It's Not a Question of Speed
Speed is something of a software development holy grail. Developer teams want to know how to go faster. Managers of developer teams want to know how to go faster. Customers of developer teams wish they would go faster. The vast majority of conversations that happen around software development besides the requirements of the software itself revolve around when something can get delivered and if it could possibly get delivered, sooner.
This makes a lot of sense, because nobody gets any value out of software until it is delivered. This is a primary reason agile, incremental approaches are often selected in software development these days - I'd rather have some of my working software today than all of my working software a year from now. So, speed isn't an irrelevant consideration - the rate at which valuable software gets into the hands of a consumer is a vital piece of the entire reason you have software developed in the first place.
It's not surprising, therefore, when discussions about improving the software development process revolve around increasing speed. I would argue, though, that asking how to increase delivery speed is not the right question.
It's sort of like a board of directors getting together for a strategic meeting and someone asking the question, "How do we make more money?" On the one hand, that's an important goal, but on the other hand, the question is so high level that, unless you're starting up a completely new business, it's not valuable to focus on it. There are a lot of factors that roll up under the topic of how a business makes money. Instead, you would focus on the mechanisms that are involved in making money, such as, "How do we attract more subscribers in this demographic?" or, "How could our product be more useful than the competition?"
Software delivery speed is similar in that way. Software development speed depends on a lot of factors and mechanisms, and your time is better spent uncovering those and talking about those. If you can achieve improvement in some of these underlying areas, greater delivery speed will follow. This is a short list (but not comprehensive) of some areas you could examine and some questions that could help you find improvements in those areas.
How many hand-offs occur in my development process?
Is the work sufficiently broken down and moving through the process incrementally?
Is there anywhere in the process work is bunching up instead of sailing on through?
Are we adequately staffed at every point in the process to handle the capacity we want?
How much communication is there up and down the line?
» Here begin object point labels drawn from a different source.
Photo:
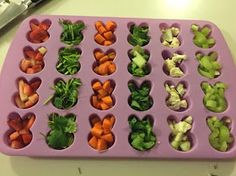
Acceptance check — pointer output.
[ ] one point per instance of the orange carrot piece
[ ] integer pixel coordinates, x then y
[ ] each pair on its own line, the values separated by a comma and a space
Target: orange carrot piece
93, 142
95, 131
108, 137
102, 145
108, 100
97, 85
99, 38
108, 35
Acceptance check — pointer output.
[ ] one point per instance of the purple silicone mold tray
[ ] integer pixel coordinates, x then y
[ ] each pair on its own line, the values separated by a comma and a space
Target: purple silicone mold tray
159, 113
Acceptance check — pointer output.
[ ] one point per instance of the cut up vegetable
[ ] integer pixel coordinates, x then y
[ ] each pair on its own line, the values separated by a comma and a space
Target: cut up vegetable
139, 35
170, 38
101, 137
102, 97
141, 137
27, 95
68, 63
202, 37
179, 138
105, 33
140, 99
214, 99
20, 135
72, 32
220, 137
208, 66
104, 62
66, 93
175, 100
139, 59
62, 131
172, 65
39, 32
33, 62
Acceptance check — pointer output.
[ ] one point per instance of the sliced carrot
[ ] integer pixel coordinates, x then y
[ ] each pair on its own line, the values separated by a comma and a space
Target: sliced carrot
99, 38
93, 142
108, 137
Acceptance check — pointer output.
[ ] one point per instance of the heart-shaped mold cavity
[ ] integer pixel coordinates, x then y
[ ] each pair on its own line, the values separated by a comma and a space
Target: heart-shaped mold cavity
19, 134
139, 34
26, 97
176, 99
139, 65
202, 36
214, 99
220, 137
66, 93
63, 128
68, 60
72, 33
101, 137
208, 66
173, 63
180, 138
105, 33
141, 137
33, 60
140, 99
102, 98
38, 31
170, 35
104, 64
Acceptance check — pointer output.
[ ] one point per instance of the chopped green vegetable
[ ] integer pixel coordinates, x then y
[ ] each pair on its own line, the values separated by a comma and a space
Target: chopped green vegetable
62, 130
179, 134
175, 99
140, 99
220, 137
68, 61
170, 37
208, 66
138, 66
66, 93
202, 36
172, 65
214, 99
141, 138
139, 35
72, 32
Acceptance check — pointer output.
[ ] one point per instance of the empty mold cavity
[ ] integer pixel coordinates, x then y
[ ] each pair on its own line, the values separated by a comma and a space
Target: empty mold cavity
63, 127
33, 61
38, 31
173, 65
137, 67
203, 36
170, 35
66, 93
139, 34
26, 96
68, 60
102, 98
209, 65
19, 134
101, 137
220, 137
140, 137
104, 64
176, 99
181, 138
214, 96
72, 32
140, 98
105, 33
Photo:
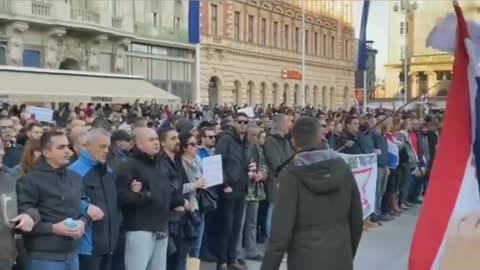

How could we increase that communication?
Are any of our points in the process buried under too much work or sitting around with too little?Do we fluctuate between periods of being way too busy and hardly busy at all?
How do we prioritize, escalate, and resolve impediments?
Are we getting work items down to their smallest, valuable size?
How are teams getting their assigned work?
How often do our priorities change?
How often do we change the teams working together?
How many different kinds of jobs do we expect the same team to perform?
How do we manage interruptions?
Do teams ever get competing instructions or priorities from multiple sources?
How do we know everyone is doing the most valuable activity at any given time?
How many bugs are we finding in our software?
How much time is spent on fixes?
What are we doing earlier in the process to improve quality?
Do we have a definition of acceptable and unacceptable results, and does everyone understand it?
How long does any point in the process go without getting feedback/confirmation on what they are producing?
How do we know if a feature has produced its intended value?
On what basis do we prioritize our work?
What are we doing to allow teams to reflect and improve on their processes?
How are we verifying our return on investment?
What are the operating costs of producing software versus the value we are getting out of our software?